HACKER Q&A
📣 kureikain

Is Evented or Async I/O just polling at the end of day


Hi hacker,

So I were trying to understand evented, asyncio, epoll etc...

I understand that instead of waiting and blocking when doing IO, we will continue to running, and telling the "kernel" or "lower stack" that we're interested when the data arrive...

but how does the kernel or the lower component that really do IO "know" when the data is arrived to notify us? Isn't it just polling at the lowest layer? something has to wait there and keep checking?


  👤 LowerThanZero Accepted Answer ✓
Not necessarily. See, at hardware level the CPU can use what is called an "interrupt". In its simplest form it's a CPU pin that receives electrical signals from the outside world. The CPU can then well... interrupt from what it was doing and see what the problem was. That part of code which is run when the interrupt occurs it's called "interrupt handler". Say you wanna read a sector from a disk drive and your disk controller is hooked to the interrupt signal of the CPU... you tell the drive controller "gimme sector X" and then you (as a OS kernel) mind your own business doing other things.
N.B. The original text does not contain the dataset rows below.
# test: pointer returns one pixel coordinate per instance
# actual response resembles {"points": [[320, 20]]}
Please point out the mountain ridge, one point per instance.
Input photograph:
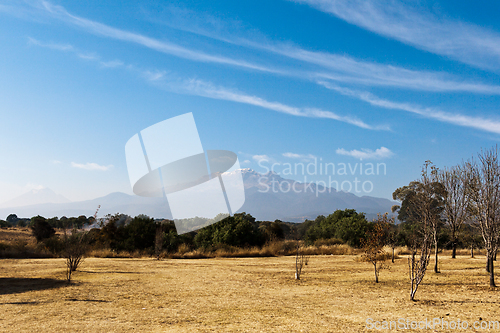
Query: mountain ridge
{"points": [[263, 205]]}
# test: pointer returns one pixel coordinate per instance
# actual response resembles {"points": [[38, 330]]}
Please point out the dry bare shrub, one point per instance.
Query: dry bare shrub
{"points": [[328, 242], [183, 248]]}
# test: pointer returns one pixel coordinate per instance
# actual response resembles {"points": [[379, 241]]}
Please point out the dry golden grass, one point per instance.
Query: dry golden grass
{"points": [[336, 294]]}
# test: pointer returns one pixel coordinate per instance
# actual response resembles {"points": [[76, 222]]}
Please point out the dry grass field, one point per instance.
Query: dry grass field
{"points": [[336, 294]]}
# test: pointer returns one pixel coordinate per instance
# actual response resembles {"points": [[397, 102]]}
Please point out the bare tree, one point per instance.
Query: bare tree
{"points": [[485, 193], [300, 260], [159, 237], [422, 202], [75, 248], [373, 245], [456, 209]]}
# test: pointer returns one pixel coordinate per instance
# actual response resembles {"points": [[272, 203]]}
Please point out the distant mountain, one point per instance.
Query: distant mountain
{"points": [[35, 197], [268, 198], [261, 202]]}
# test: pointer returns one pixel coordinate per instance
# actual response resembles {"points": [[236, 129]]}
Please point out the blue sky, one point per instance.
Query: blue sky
{"points": [[275, 81]]}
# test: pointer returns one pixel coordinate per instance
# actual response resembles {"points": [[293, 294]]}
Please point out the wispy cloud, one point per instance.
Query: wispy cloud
{"points": [[366, 154], [480, 123], [261, 158], [170, 82], [91, 166], [303, 157], [324, 65], [80, 54], [468, 43], [339, 68], [207, 89], [151, 43]]}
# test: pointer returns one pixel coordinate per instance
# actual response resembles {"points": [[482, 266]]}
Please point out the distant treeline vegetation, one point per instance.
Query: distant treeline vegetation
{"points": [[123, 233]]}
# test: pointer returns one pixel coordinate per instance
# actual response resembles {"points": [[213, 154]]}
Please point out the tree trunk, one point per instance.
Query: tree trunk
{"points": [[435, 253], [492, 275]]}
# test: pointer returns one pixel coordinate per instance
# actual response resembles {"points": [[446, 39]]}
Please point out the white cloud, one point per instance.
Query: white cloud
{"points": [[335, 67], [206, 89], [339, 68], [151, 43], [365, 154], [303, 157], [91, 166], [261, 158], [480, 123], [468, 43]]}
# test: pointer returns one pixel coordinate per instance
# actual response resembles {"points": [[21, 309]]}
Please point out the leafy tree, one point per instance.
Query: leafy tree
{"points": [[347, 225], [41, 229], [273, 230], [12, 219], [140, 233], [238, 230]]}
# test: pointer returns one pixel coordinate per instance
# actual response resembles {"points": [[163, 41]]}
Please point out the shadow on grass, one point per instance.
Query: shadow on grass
{"points": [[112, 272], [21, 285]]}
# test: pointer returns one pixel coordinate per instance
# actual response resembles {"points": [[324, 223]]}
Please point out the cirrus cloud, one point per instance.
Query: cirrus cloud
{"points": [[91, 166], [366, 154]]}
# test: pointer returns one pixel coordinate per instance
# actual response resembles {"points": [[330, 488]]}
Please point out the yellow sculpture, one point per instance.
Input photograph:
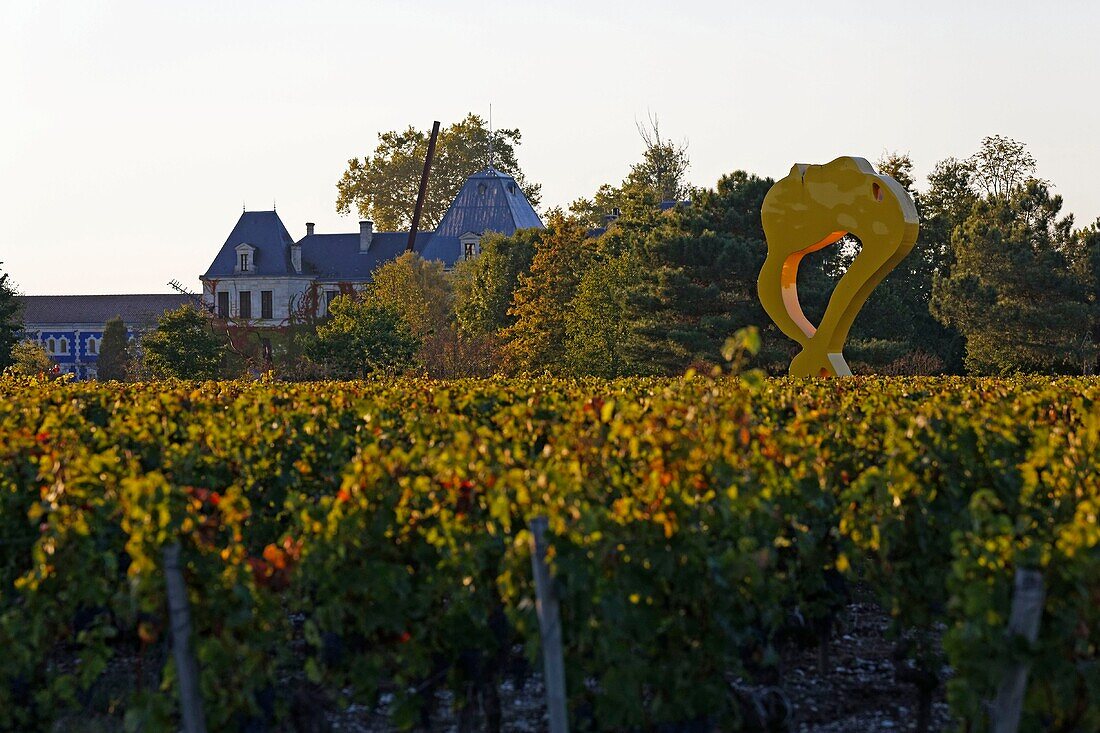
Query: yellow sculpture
{"points": [[813, 207]]}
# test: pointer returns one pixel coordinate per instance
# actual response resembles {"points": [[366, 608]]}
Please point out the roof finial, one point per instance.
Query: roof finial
{"points": [[491, 135]]}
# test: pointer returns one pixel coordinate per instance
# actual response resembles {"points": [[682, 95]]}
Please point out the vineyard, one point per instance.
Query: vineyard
{"points": [[370, 540]]}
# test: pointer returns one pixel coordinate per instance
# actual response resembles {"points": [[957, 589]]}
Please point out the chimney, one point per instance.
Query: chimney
{"points": [[296, 254], [365, 234]]}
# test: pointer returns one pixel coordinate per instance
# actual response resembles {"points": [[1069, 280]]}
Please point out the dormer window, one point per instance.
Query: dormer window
{"points": [[245, 260], [471, 247]]}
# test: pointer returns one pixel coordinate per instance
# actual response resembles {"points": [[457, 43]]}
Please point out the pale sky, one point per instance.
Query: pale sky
{"points": [[132, 132]]}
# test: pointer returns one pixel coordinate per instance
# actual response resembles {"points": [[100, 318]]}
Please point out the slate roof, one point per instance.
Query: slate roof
{"points": [[337, 256], [97, 309], [490, 200], [263, 230]]}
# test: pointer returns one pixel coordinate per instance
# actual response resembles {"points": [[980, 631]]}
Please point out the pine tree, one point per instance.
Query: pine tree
{"points": [[1013, 291], [484, 285], [116, 357], [183, 347], [697, 275], [361, 338]]}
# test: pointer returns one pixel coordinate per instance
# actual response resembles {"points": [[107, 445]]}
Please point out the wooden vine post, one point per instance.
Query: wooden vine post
{"points": [[553, 663], [179, 623], [1027, 598]]}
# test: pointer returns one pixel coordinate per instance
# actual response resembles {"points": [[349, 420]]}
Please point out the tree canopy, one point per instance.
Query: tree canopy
{"points": [[384, 186], [116, 357], [10, 319], [361, 338], [1014, 291], [182, 347]]}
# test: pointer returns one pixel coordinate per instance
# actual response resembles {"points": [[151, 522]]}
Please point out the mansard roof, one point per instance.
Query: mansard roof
{"points": [[264, 231], [337, 256], [97, 309], [490, 200]]}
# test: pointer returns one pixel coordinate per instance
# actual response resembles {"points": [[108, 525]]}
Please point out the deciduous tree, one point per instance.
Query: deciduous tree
{"points": [[361, 338], [1013, 290], [384, 185], [484, 285], [537, 338], [116, 357], [183, 347]]}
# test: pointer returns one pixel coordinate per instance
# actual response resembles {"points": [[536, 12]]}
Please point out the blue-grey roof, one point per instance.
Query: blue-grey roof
{"points": [[337, 256], [490, 200], [263, 230], [41, 310]]}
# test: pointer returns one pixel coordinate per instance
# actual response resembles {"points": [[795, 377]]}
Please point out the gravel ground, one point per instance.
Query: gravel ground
{"points": [[856, 693]]}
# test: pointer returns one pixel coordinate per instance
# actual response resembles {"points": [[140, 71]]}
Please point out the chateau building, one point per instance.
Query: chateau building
{"points": [[262, 275], [70, 327]]}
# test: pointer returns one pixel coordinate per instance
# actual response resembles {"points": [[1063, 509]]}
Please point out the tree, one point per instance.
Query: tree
{"points": [[537, 338], [182, 347], [663, 164], [1087, 259], [361, 338], [10, 319], [417, 288], [1001, 165], [384, 186], [114, 352], [30, 359], [656, 178], [598, 338], [484, 285], [1013, 291], [894, 331], [696, 280]]}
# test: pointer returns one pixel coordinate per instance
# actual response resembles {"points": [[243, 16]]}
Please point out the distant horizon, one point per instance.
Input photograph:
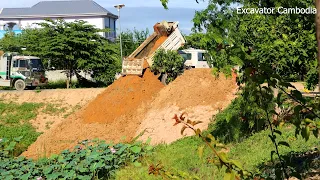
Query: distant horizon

Once the platter spins in the right position and the read head is positioned etc etc that is milliseconds later the controller gets what you asked for and it issues an "interrupt" for the CPU. The kernel interrupt handler will go and fetch the desired block. Or even better, a DMA controller can do the job and take the data from the disk controller and move it somewhere in memory then only bother the CPU to say "The required block has arrived your highness" ;-)

Network controllers can issue interrupts so you know a packet has arrived... keyboard controllers too and so on. Hopefully you get the idea. :)


👤 brudgers
At the lowest layer, it's electrons moving through transistors or quantum mechanics or quarks or turtles or what have you. It's all a question of relevant abstractions. I'm not being dismissive because it is hard to accept that object oriented programs quickly become indistinguishable from functional programs as we move down the stack.

It's really a question of what our chosen abstraction allows us to take for granted. If we're worried about what we take for granted, then we need to be wary of "just" as in "just polling." Because polling entails scheduling and efficient scheduling is NP hard and the code that implements the scheduling abstraction at the layer of the kernel abstraction is almost certainly of greater inherent complexity than the code written at the application abstraction layer that utilizes the asyncio abstraction because the kernel abstraction layer has to deal with multiple hardware threads and predictive execution and pipelining and multiple magnitudes of latency for lots and lots of processes pooled together.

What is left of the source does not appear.